Quick Start
This guide walks you through creating a Training Cluster and connecting to it.
Step 1: Navigate to Training Cluster
- Go to the TIR Dashboard.
- In the left sidebar, click Training Cluster.
- Click Create Training Cluster.
Step 2: Configure Your Cluster
Enter a name for your cluster.
Image
Select the image and version for your cluster nodes.
- Ubuntu Slurm and NeMo Framework images are available in multiple versions — each includes pre-installed GPU drivers, CUDA, NCCL, and the Slurm runtime.
- The version dropdown shows available releases for the selected image.
For custom Docker or OCI images, you can pull and convert them using Enroot, then cache the resulting squash files on your shared storage (PFS/SFS) for reuse across jobs — avoiding repeated pulls on every run.
Plan Configuration
We recommend setting up a Private Cluster before creating a Training Cluster — it reserves a dedicated pool of nodes for your team, ensuring GPU capacity is always available and provisioning is faster. For more details, refer to the Private Cluster documentation.

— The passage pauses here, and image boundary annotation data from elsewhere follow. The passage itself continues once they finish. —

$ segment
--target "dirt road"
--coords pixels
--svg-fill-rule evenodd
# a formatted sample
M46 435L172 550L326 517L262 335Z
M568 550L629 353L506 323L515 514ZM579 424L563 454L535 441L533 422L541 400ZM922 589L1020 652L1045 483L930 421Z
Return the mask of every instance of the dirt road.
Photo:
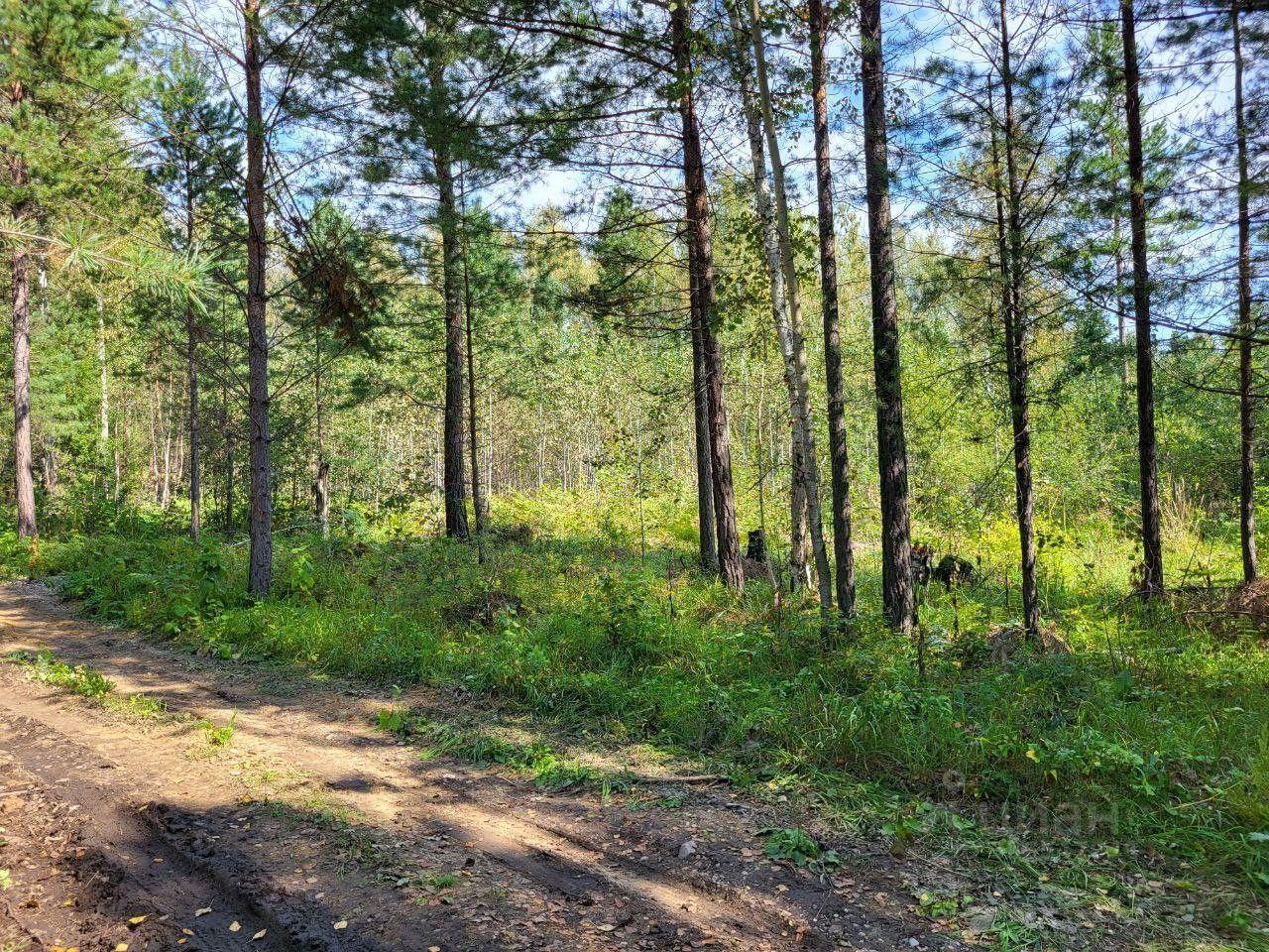
M0 651L41 649L168 715L0 665L3 952L964 948L881 849L822 878L773 863L760 830L793 820L725 790L548 793L421 759L371 724L393 698L0 585Z

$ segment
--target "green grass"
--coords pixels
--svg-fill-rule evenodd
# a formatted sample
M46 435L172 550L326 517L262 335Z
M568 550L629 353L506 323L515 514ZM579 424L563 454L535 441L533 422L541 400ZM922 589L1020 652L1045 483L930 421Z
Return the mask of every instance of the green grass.
M13 651L3 660L22 666L32 680L95 701L108 711L124 717L162 720L169 716L168 706L162 701L146 694L119 696L114 691L114 682L108 680L95 668L86 664L72 668L60 661L52 651Z
M520 528L489 541L483 562L407 515L288 537L260 603L242 589L242 547L197 547L143 520L44 539L30 567L99 618L213 656L462 688L576 734L700 758L896 852L940 844L1071 889L1113 892L1134 863L1232 896L1269 890L1269 652L1256 632L1206 631L1128 597L1132 550L1113 527L1042 526L1043 612L1068 656L994 664L990 633L1019 612L1015 537L1001 523L958 546L986 583L924 593L923 674L914 644L879 622L873 551L859 552L860 621L825 645L813 607L775 609L763 585L736 598L700 576L690 520L669 503L650 504L648 523L669 528L645 559L621 504L591 503L499 500L495 520ZM1174 583L1222 578L1236 559L1218 537L1170 546ZM11 538L0 555L13 571L32 562ZM549 744L383 717L425 748L547 784L603 782ZM999 932L1020 947L1027 928Z

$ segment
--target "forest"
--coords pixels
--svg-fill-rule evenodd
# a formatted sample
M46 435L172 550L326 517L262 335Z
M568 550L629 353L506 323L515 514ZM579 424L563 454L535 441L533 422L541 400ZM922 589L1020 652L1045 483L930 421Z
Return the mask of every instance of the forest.
M0 951L1269 948L1264 0L0 86Z

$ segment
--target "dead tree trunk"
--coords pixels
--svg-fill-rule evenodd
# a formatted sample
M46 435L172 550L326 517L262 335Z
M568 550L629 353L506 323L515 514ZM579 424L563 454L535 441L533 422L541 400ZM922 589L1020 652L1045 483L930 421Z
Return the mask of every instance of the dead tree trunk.
M873 376L877 387L877 463L881 471L882 607L900 631L916 623L912 539L909 527L907 444L898 358L898 305L890 217L890 159L886 135L886 63L881 0L860 0L864 178L868 192L868 259L872 284Z
M273 584L273 472L269 446L269 326L264 275L268 264L264 180L264 108L261 93L260 0L242 8L246 50L246 329L247 439L251 459L251 552L247 592L258 598Z
M1132 187L1132 302L1137 331L1137 456L1141 463L1141 594L1164 590L1164 545L1159 518L1159 465L1155 438L1155 344L1150 324L1150 269L1146 258L1146 176L1141 133L1141 75L1137 66L1134 0L1119 0L1123 24L1124 114L1128 179Z
M697 124L695 96L692 84L692 53L688 41L689 0L674 0L670 8L670 30L674 63L683 89L679 116L683 121L683 178L687 189L688 239L695 248L693 264L698 307L695 321L700 333L702 367L706 395L709 401L709 463L713 486L714 532L718 538L718 569L723 584L739 590L745 584L736 534L736 496L731 481L731 443L727 433L727 405L722 382L722 354L713 330L714 275L713 248L709 234L709 193L706 188L704 157L700 152L700 128Z

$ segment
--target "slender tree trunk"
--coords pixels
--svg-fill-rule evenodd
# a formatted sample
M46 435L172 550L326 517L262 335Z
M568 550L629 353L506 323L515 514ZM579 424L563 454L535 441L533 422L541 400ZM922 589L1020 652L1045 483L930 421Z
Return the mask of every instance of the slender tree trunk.
M221 310L221 362L226 372L221 376L221 426L225 430L225 534L233 532L233 433L230 429L230 391L228 391L228 366L230 366L230 334L225 326L225 311Z
M462 185L459 169L459 185ZM467 350L467 451L472 463L472 512L476 515L476 534L483 536L489 529L489 500L481 487L480 444L477 443L476 419L476 348L472 344L472 282L470 274L471 249L467 242L467 197L463 189L462 230L463 230L463 333Z
M758 0L749 4L750 46L754 55L754 74L758 86L758 113L754 116L753 90L747 77L747 57L740 52L737 43L737 65L741 91L746 96L745 110L749 119L750 157L754 165L754 178L758 188L758 201L766 206L759 208L763 221L764 244L766 245L768 270L774 274L772 261L772 232L775 237L778 270L783 272L783 294L778 301L773 278L772 315L775 320L775 334L780 344L780 357L784 360L784 382L789 399L789 419L792 423L792 451L789 458L793 466L789 493L791 538L789 561L794 585L805 584L807 569L807 537L815 555L819 578L820 609L822 613L832 608L832 574L829 569L829 553L824 539L824 513L820 505L820 463L815 448L815 430L811 423L810 382L806 369L806 341L802 338L802 305L798 293L797 268L793 259L792 230L789 227L788 188L784 183L784 160L780 156L779 136L775 128L775 116L772 109L770 84L766 77L766 43L763 37L761 8ZM772 166L772 193L774 193L774 221L772 220L772 195L766 193L766 161L763 156L761 138L755 136L755 118L761 119L766 138L766 151ZM765 198L765 202L764 202ZM780 303L787 305L787 311Z
M22 83L9 89L9 103L18 109L25 99ZM9 176L14 188L27 187L27 164L20 155L9 159ZM14 218L24 221L30 215L23 202L14 208ZM13 245L13 473L18 503L18 537L34 538L36 481L32 476L30 453L30 253L16 239Z
M855 613L855 556L850 545L850 457L846 444L846 392L841 377L838 312L838 235L832 208L832 161L829 154L829 15L824 0L810 0L811 102L815 124L816 211L820 220L820 297L824 310L824 371L829 395L829 461L832 481L832 559L838 611Z
M713 466L709 452L709 395L706 392L704 345L700 340L700 296L697 291L695 242L688 237L688 312L692 325L692 409L697 430L697 527L700 567L718 571L718 542L713 520Z
M264 273L268 235L264 211L264 109L261 94L260 0L245 0L246 50L246 329L247 430L251 457L251 553L247 592L269 594L273 584L273 472L269 447L269 327Z
M881 471L882 608L900 631L916 623L912 539L909 527L907 444L898 357L898 303L890 217L886 136L886 65L881 0L860 0L864 178L868 190L868 258L872 284L873 376L877 386L877 463Z
M330 537L330 459L326 458L326 419L322 406L321 327L313 329L313 420L317 429L317 472L313 479L313 517L322 538Z
M1155 354L1150 324L1150 270L1146 258L1146 176L1141 133L1141 76L1137 67L1134 0L1119 0L1123 23L1124 114L1128 132L1128 179L1132 187L1132 302L1137 333L1137 454L1141 462L1141 594L1164 590L1164 545L1159 518L1159 466L1155 439Z
M30 452L30 255L13 253L13 466L18 536L36 536L36 481Z
M105 314L102 298L96 300L96 372L100 386L98 401L96 452L102 461L102 493L110 487L110 377L105 360Z
M438 79L434 76L434 83ZM444 149L434 149L440 223L442 297L445 307L445 534L467 538L467 466L463 459L463 292L454 179Z
M745 572L736 536L736 496L731 481L731 443L727 433L727 405L722 382L722 354L713 329L716 300L713 248L709 234L709 193L706 188L700 128L697 124L692 84L692 55L688 41L689 0L673 0L670 30L675 69L683 81L679 114L683 121L683 178L687 188L689 240L695 246L695 288L699 306L694 316L700 333L702 366L709 400L709 463L713 485L714 532L718 538L718 569L723 584L740 590Z
M1009 184L1008 268L1001 268L1005 300L1005 371L1014 435L1014 495L1022 555L1023 628L1039 636L1039 592L1036 585L1036 491L1030 462L1030 395L1027 363L1027 319L1023 314L1022 193L1018 185L1018 124L1014 116L1014 74L1009 50L1009 5L1000 0L1000 72L1005 93L1005 169ZM992 131L995 132L995 131ZM999 189L997 189L999 192ZM1004 265L1005 258L1001 258Z
M194 189L185 164L185 248L194 246ZM203 471L198 416L198 333L193 308L185 311L185 373L189 383L189 537L203 528Z
M162 390L159 402L159 420L162 424L162 486L159 491L159 505L165 510L171 505L171 425L173 409L168 387Z
M1242 579L1255 581L1256 565L1256 456L1253 402L1251 348L1255 319L1251 314L1251 183L1247 174L1247 124L1242 102L1242 24L1240 0L1231 5L1233 25L1233 114L1239 151L1239 534L1242 541Z

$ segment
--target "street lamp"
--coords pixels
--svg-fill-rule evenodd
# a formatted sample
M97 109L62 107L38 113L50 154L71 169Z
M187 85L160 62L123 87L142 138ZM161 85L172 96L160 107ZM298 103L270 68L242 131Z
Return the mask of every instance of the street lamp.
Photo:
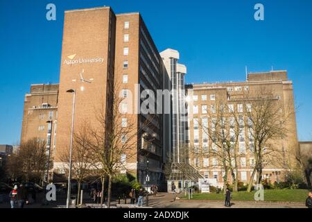
M73 121L75 119L75 99L76 91L75 89L69 89L68 93L73 94L73 112L71 115L71 146L69 151L69 169L68 173L68 187L67 187L67 200L66 201L66 208L69 208L69 198L71 196L71 156L73 153Z
M144 140L147 141L147 149L148 150L148 147L150 146L150 144L151 144L152 142L154 141L156 138L156 133L153 133L151 136L150 136L148 135L148 133L144 133L142 135L142 138L143 138L143 142L144 142ZM143 144L142 144L143 146ZM144 146L143 146L144 148ZM148 152L149 151L148 151ZM150 181L150 177L148 176L148 164L149 164L149 160L148 160L148 154L146 155L146 157L147 157L147 161L146 161L146 206L148 206L148 182Z
M49 142L49 148L48 148L48 164L47 164L47 169L46 169L46 185L48 185L49 183L49 170L50 168L50 156L51 156L51 139L52 139L52 126L53 126L53 120L49 120L46 121L47 123L51 124L51 136L50 136L50 141ZM48 128L48 133L49 133L49 128Z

Choose between the GPU and Private Cluster tabs:
- GPU — Select from available GPU plan cards. Each card shows the GPU type, CPU count, RAM, and hourly rate. Use the Workers counter to set the number of nodes.
- Private Cluster — Nodes are reserved exclusively for your workloads, making this ideal if you plan to create and recreate clusters frequently to hold reserved node capacity. See the Private Cluster documentation for setup details.
A Pricing summary appears automatically based on your selected plan and node count.
Access
| Field | Required | Description |
|---|---|---|
| SSH Keys | Yes | SSH key for connecting to the login node, which is used to schedule and submit workloads to the worker nodes |
| Parallel File System | Yes | PFS volume mounted on all cluster nodes |
Advanced Settings
Expand Advanced Settings to configure:
| Field | Required | Description |
|---|---|---|
| Security Group | Yes | Controls inbound and outbound network access to the cluster |
| Lifecycle Script | No | Script that runs on each node after the cluster is created |
| Shared File System | No | SFS volume mounted on cluster nodes |
| Dataset Storage | No | Dataset attached to cluster nodes — mounted as read-only |
At least one storage volume must be mounted on the cluster. Use PFS or SFS for read-write access. Datasets are mounted as read-only and are suitable for loading training data but cannot be used to write checkpoints or logs.
Once all required fields are filled, click Create Training Cluster.
Provisioning typically completes within a few minutes. Node count, SSH keys, and container image can be updated after creation without recreating the cluster.
You can also create a Training Cluster using the API. Refer to the Training Cluster API Reference for parameters and examples.
Step 3: Connect to Your Cluster
Once the cluster status shows Running:
- Click the Connect button (terminal icon) in the top-right area of the Cluster Details page.
- Follow the connection instructions in the sidebar, or use the SSH Command displayed in the Details tab directly:
ssh root@<floating-ip>
The SSH command and Floating IP are also visible under Connection Details in the Details tab.